The authors introduce a 4-state population protocol that always correctly computes the initial majority and prove its optimality, while also analyzing the limitations of a 3-state protocol on arbitrary graphs.

Findings

The 4-state protocol is optimal for majority determination in population protocols.

The 3-state protocol performs well on cliques but can fail on certain arbitrary graphs.

The paper demonstrates cases where the 3-state protocol takes exponential time to converge.

Abstract

We study here the problem of determining the majority type in an arbitrary connected network, each vertex of which has initially two possible types. The vertices may have a few additional possible states and can interact in pairs only if they share an edge. Any (population) protocol is required to stabilize in the initial majority. We first present and analyze a protocol with 4 states per vertex that always computes the initial majority value, under any fair scheduler.
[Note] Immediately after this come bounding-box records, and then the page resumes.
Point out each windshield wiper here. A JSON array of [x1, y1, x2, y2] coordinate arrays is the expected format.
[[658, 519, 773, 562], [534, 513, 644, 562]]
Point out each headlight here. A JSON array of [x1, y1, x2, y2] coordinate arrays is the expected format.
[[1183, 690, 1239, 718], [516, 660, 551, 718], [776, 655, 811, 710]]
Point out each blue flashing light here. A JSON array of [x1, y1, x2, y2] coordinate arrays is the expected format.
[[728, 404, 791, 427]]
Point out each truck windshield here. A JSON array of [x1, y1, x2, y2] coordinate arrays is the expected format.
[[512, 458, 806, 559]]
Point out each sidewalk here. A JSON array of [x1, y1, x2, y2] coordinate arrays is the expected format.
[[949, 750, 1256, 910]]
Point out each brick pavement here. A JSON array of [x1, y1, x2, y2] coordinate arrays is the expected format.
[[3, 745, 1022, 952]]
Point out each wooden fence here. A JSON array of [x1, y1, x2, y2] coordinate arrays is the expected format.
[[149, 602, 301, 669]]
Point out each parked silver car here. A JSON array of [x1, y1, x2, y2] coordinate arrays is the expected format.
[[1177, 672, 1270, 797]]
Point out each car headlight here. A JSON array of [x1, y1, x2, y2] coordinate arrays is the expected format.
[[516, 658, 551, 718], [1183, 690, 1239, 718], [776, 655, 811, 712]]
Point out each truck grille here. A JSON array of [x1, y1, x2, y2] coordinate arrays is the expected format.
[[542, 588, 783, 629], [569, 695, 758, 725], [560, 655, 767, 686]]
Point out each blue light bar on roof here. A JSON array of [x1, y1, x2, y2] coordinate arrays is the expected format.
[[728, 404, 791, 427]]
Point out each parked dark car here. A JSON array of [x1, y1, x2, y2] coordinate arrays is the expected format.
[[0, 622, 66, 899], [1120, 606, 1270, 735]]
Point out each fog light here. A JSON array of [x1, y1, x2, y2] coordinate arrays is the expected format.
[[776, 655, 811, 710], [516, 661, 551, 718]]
As we prove, this protocol is optimal, in the sense that there is no population protocol that always computes majority with fewer than 4 states per vertex. However this does not rule out the existence of a protocol with 3 states per vertex that is correct with high probability. To this end, we examine a very natural majority protocol with 3 states per vertex, introduced in [Angluin et al. 2008] where its performance has been analyzed for the clique graph. We study the performance of this protocol in arbitrary networks. We prove that, when the two initial states are put uniformly at random on the vertices, this protocol converges to the initial majority with probability higher than the probability of converging to the initial minority. In contrast, we present an infinite family of graphs, on which the protocol can fail whp, even when the difference between the initial majority and the initial minority is $n - \Theta(\ln{n})$. We also present another infinite family of graphs in which the protocol of Angluin et al. takes an expected exponential time to converge. These two negative results build upon a very positive result concerning the robustness of the protocol on the clique. Surprisingly, the resistance of the clique to failure causes the failure in general graphs. Our techniques use new domination and coupling arguments for suitably defined processes whose dynamics capture the antagonism between the states involved.